Soutra Sat 11-Jan-14 23:18:14

Dignified nonu? As if!! But seriously I hate labels or most of them. We are people first - not accountants,doctors, pensioners or even mums or grans - these may describe us but they do not define us.

Natsnan Sat 11-Jan-14 14:59:36

I like the quote by Maurice Chevalier - Old age isn't so bad - when you consider the alternative!

Nonu Sat 11-Jan-14 14:44:25

I am not keen at all on the word pensioner >
Much prefer the American term Senior , sounds more dignified IMO
smile

FlicketyB Sat 11-Jan-14 14:39:27

Family relationships are complex and I never feel easy when we castigate children because a parent is neglected.

Family relationships start at birth and we can all think of examples we know of poor parenting now, much of it more subtle than violence or physical neglect. Children grow up and move away and their parents morph into dear old people who miss the children they rarely see.

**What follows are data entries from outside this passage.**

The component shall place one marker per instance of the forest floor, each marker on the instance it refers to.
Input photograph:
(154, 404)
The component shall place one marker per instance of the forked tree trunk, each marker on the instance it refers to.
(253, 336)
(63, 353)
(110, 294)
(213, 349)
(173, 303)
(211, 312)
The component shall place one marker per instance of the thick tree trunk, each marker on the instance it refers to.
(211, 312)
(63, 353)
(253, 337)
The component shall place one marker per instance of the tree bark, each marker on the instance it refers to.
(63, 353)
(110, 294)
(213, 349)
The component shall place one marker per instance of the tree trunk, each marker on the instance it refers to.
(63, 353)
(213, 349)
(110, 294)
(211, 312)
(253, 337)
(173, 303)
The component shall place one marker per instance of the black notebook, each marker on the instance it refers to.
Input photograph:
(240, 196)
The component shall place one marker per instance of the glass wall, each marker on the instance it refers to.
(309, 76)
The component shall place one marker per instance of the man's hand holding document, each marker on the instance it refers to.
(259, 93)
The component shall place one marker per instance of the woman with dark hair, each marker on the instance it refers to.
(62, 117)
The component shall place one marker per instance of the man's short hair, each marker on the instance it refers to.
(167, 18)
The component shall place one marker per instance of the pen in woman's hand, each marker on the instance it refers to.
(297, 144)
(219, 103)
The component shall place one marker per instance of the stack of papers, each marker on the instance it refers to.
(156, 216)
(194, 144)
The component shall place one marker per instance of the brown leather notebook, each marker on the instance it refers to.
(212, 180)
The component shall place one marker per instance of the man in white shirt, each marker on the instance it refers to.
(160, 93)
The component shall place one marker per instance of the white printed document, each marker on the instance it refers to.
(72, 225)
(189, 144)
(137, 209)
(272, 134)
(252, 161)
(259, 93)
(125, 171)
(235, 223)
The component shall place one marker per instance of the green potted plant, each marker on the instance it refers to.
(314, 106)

I made home visits to older people for 10 years and I saw every range of family relationships from the kindest, most supportive, with children making heroic efforts to support their parents to others where parents had little or no contact with adult children.

I spent some time visiting an elderly man, a poor thing, devastated by the loss of a wife he adored and unable to cope without her and with adult children and grand children he never saw. It was by chance when visiting a neighbour, also a client, we saw this man in the street, and she turned to me and told me that he was an unpleasant violent man who had terrorised and hit his wife and children and, in his mid-80s, had been banned from the local pub for threatening someone with his walking stick. The neighbour did not know he was one of my clients and I said nothing.

Of course some good parents end up with selfish neglectful children but family relationships break down for reasons that may date back decades before the parents reached old age.

glammanana Sat 11-Jan-14 14:36:55

MaryXXX respect flowers we live in a similar retirement development housing but I am fortunate that the neighbours are all nice people and we don't tend to have any "gossipy tea parties" every now and then during the summer/warmer months we have a party and my neighbours are all partial to the odd tipple which makes for a good time. Enjoy your future marches & demo's how about doing some festivals and ditch any idea of knitting.grin

YellowChick Sat 11-Jan-14 13:59:31

I so agree with the sentiment of preferring to be older than the alternative. My Dad died at 71, he had not long retired,my Mum died a year ago at 89. I used to work with the elderly, and it drove me potty when they moaned about being old and infirm. My Dad would have liked the opportunity to be old, but didn't get there.I know that aging is crap, but dying is worse.